Rubin’s personal happiness project was a year-long effort, and she focuses each chapter on one monthly resolution. These resolutions start out as relatively broad objectives (such as “Aim Higher,” “Lighten Up,” and “Make Time for Friends”), but then each one is broken down into specific tasks and instructions (the “how” part). I appreciated this approach, both because “change overload” is one primary reason why I burn out on self-improvement projects and because it was interesting to see how the the author was able to translate lofty goals into daily actions. As I was reading, I found myself dog-earing the corners of several pages which contained ideas I wanted to revisit.
Part of the reason why I enjoyed this book as much as I did is because the author’s methods for processing information and tracking progress are similar to my own preferences: Gretchen Rubin is clearly a list-maker and a chart-filler-outer, and if you don’t particularly like to do this type of activity, then The Happiness Project may not resonate with you like it did with me.
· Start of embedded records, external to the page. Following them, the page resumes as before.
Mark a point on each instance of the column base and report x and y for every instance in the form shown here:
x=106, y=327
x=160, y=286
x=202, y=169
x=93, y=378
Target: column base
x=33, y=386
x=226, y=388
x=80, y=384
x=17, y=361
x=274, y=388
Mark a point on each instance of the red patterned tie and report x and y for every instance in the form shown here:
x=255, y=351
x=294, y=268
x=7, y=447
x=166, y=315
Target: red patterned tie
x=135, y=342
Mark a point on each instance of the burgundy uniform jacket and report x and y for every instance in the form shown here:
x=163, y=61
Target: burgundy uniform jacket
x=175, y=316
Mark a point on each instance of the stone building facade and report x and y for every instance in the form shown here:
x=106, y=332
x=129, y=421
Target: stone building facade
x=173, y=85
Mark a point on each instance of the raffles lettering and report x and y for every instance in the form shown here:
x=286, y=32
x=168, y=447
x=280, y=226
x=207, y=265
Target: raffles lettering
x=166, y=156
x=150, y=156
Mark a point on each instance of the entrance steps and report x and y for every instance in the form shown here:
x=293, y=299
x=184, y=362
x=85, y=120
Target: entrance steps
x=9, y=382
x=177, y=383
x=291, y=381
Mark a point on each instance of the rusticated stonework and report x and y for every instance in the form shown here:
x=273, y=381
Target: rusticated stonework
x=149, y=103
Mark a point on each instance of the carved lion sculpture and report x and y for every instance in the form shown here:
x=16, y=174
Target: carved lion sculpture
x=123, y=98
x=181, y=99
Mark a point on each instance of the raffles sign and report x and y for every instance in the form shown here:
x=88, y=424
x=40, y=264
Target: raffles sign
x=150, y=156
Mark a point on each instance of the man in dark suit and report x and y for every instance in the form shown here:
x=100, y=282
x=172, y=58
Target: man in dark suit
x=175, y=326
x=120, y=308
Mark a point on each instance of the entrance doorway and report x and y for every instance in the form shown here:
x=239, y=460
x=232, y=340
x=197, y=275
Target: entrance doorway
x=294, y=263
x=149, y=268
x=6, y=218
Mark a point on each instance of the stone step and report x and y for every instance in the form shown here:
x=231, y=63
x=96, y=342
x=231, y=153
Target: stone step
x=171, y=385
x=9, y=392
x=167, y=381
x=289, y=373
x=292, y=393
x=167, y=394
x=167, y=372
The author has both a website and instructional materials in the book to help readers start their own projects, and while I might be able to use these, other people who can’t or don’t work this way may find this approach challenging.
The Happiness Project is considered “stunt nonfiction,” in that it’s an account of a time-bound project that the author has undertaken. Julie and Julia and other “I’m going to take $TIME_FRAME to $GOAL” fall into this genre (which I didn’t know had a label until Rubin identified it in-text), and while these types of projects can seem contrived, I thought Rubin did well with describing how she was integrating her project into her life. While I was reading, I never got the sense that she was waiting for the ordeal to be over so she could “get back to normal,” and it appears that she did receive lasting benefit from the effort. Whether it’s a month or a year, a focus on personal happiness is an act of self-care, and The Happiness Project has convinced me it’s a worthwhile challenge.
The Verdict: Nobody is more shocked than I that I liked and benefited from a self-help book. But, there it is. I give it four out of five trips on this guy’s private jet (because you know he has one).